Something strange seems to happen to comedians once they’re about two or three generations past their prime. It isn’t just that they aren’t as funny as they used to be (though that is almost always the result), but they seek to find a whole new, almost always more mainstream (and more kid-friendly), audience. Sometimes this is the result of their sensibilities becoming so dulled and repetitive that they lose the audience they have (which is what seemed to happen with Woody Allen), but sometimes comedians seem to be doing this on purpose. I can only assume that this is what has happened with Steve Martin.
I didn’t see the last Pink Panther movie (nor, embarrassingly, have I seen the original), but I found this one easy enough to follow. Inspector Jacques Clouseau is perhaps the greatest detective in all of France, most renowned for having found the Pink Panther diamond. When a thief who goes by the name of ‘the Tornado’ starts stealing valuable artifacts across Europe, an international ‘dream team (a phrase that is repeated ad nauseum)’ of investigators is assembled to try and crack the case. I’ll give you five guesses as to who they want to head the team.
The most immediate indication that something fishy is up here is the cast, which is probably the single best to be assembled for a feature film in the past year. Andy Garcia, Emily Mortimer, Aishwarya Rai, Alfred Molina, Lily Tomlin, John Cleese, Jean Reno (the single coolest Frenchmen since Maurice Chevalier), and Jeremy Irons are all in this movie, believe it or not. And they are all given virtually nothing to do except look around awkwardly at one another while Martin’s Clouseau bumbles around, says stupid things, and speaks in an accent with virtually the same sense of finesse and accuracy as Borat (not the worst thing). I can get behind centering a movie around a bumbling Steve Martin performance (twenty years ago, not one of us would believe that there would ever be anything wrong with this), but to fill a movie with such a great cast and then to waste all of them so completely feels just short of criminal (the comedic potential of Irons alone is enough to fill an entire movie). Particularly to waste them all in favor of a performance that is only intermittently amusing.
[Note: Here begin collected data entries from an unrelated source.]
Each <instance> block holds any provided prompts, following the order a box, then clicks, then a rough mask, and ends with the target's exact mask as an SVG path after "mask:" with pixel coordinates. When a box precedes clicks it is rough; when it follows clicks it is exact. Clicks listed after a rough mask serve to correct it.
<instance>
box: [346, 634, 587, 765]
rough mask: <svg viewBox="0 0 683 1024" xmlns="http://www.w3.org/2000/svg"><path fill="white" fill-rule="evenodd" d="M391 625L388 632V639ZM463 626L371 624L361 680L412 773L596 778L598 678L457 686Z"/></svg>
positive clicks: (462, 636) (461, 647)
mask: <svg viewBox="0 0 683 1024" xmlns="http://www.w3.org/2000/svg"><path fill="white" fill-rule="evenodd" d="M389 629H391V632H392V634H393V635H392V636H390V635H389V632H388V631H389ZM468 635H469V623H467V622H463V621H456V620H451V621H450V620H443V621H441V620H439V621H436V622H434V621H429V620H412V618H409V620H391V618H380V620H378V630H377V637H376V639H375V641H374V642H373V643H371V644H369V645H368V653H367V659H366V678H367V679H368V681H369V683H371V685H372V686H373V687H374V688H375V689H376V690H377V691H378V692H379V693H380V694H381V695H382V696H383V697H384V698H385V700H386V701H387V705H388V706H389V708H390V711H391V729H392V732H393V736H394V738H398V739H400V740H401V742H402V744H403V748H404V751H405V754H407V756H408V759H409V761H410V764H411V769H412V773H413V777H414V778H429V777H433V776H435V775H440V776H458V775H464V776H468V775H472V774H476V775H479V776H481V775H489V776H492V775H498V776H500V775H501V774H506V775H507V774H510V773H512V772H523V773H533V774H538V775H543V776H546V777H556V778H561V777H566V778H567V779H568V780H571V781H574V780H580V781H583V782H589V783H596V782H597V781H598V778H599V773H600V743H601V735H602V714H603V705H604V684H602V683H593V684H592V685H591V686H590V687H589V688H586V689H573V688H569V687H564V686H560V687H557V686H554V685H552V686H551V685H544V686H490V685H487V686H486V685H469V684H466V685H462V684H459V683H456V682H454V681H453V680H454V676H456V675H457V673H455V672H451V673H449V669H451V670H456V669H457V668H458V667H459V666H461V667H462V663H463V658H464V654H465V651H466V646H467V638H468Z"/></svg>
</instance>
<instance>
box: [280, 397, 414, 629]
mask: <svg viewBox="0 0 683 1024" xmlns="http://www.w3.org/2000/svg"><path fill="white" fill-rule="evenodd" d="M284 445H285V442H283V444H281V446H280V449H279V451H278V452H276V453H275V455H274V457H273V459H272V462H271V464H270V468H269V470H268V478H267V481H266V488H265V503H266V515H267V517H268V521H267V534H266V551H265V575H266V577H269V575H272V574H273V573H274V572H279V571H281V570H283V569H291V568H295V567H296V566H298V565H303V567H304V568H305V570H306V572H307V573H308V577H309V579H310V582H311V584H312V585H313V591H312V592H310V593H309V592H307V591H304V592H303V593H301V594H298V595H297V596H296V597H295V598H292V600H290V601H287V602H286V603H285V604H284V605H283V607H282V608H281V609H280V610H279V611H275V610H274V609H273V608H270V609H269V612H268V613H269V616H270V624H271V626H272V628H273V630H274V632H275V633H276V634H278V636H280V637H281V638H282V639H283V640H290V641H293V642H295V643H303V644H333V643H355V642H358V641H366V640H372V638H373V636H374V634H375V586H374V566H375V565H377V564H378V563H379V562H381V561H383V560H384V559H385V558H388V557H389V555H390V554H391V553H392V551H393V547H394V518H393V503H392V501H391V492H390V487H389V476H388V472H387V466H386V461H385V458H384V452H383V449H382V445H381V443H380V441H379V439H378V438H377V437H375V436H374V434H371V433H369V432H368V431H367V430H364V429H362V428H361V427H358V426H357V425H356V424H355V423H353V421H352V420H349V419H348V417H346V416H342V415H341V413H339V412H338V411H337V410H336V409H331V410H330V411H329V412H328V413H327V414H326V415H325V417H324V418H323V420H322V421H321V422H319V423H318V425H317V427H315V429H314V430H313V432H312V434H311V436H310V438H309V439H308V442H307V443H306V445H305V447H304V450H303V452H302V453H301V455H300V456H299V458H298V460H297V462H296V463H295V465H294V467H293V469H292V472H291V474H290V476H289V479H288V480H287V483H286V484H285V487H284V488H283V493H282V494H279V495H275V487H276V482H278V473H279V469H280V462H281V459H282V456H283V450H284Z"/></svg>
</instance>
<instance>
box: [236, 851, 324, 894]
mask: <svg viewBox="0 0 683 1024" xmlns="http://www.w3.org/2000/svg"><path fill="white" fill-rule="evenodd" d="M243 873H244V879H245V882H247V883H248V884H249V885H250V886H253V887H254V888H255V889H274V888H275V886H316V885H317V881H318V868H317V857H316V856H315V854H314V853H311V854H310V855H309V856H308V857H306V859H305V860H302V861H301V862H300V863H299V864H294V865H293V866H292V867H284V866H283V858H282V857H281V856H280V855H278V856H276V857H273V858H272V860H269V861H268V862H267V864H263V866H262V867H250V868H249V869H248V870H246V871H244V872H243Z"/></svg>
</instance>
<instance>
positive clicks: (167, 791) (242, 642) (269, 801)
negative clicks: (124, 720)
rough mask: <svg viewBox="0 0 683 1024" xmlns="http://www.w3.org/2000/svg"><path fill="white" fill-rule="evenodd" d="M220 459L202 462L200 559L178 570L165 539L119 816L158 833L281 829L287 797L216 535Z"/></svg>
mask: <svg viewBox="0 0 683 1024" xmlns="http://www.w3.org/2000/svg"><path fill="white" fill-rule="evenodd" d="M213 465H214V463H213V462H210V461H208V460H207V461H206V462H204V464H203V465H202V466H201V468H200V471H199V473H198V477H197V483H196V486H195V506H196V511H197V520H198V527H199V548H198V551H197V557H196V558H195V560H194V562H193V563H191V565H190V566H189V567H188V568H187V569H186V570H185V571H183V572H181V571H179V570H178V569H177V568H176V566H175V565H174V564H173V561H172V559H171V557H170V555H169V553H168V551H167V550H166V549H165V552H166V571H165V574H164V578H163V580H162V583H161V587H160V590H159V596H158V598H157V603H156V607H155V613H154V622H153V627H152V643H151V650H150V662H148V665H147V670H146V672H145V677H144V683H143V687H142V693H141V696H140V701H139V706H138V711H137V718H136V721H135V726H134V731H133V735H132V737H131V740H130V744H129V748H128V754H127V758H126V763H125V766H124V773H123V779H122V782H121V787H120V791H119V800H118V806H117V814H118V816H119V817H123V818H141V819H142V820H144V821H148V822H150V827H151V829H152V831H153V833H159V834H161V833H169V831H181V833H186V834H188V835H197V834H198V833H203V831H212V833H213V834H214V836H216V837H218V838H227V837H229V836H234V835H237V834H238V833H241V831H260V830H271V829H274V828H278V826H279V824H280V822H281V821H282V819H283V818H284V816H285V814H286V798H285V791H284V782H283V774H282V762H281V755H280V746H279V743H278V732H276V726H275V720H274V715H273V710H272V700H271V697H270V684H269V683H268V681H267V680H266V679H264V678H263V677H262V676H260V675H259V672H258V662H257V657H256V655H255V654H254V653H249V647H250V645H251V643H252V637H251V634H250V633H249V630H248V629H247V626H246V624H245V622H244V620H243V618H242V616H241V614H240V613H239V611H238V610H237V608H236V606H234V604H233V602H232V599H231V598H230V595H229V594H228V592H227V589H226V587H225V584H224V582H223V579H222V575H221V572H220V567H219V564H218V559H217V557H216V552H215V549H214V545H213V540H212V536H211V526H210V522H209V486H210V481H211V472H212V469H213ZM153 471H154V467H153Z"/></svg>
That said, there is some of the old Martin in there. He delivers a great number of his lines with enough finesse to get a laugh when other comedic performers might let them drop. There are a few bits that have potential, especially Tomlin’s part as a ‘politically correct’ officer meant to bring Clousseau up to speed in the modern world (though strangely, he is only offensive when she’s around). Some of Martin’s old irreverence is clearly visible when he refers to the Japanese member of the team as his ‘little yellow friend,’ as well as when he ogles younger women in the hallway (save for Tomlin, they are all much younger women, however). Frankly I was surprised to see this sort of thing in a movie marketed towards children and families, but it started to make more sense when I realized how cut short the subplot was, and how carefully they kept the whole thing PG. More than once, I got the feeling that they (they being director Harold Zwart and screenwriters Scott Neustadter, Michael H. Weber, and Martin himself) had really wanted to take this all the way, perhaps even to an R rating, but that they were forced to bring it back into nominally family-friendly territory. I understand the reasoning, but it’s always depressing to see a movie with such a visible leash put on it. Especially when it seems fairly clear that it was the star who put it there.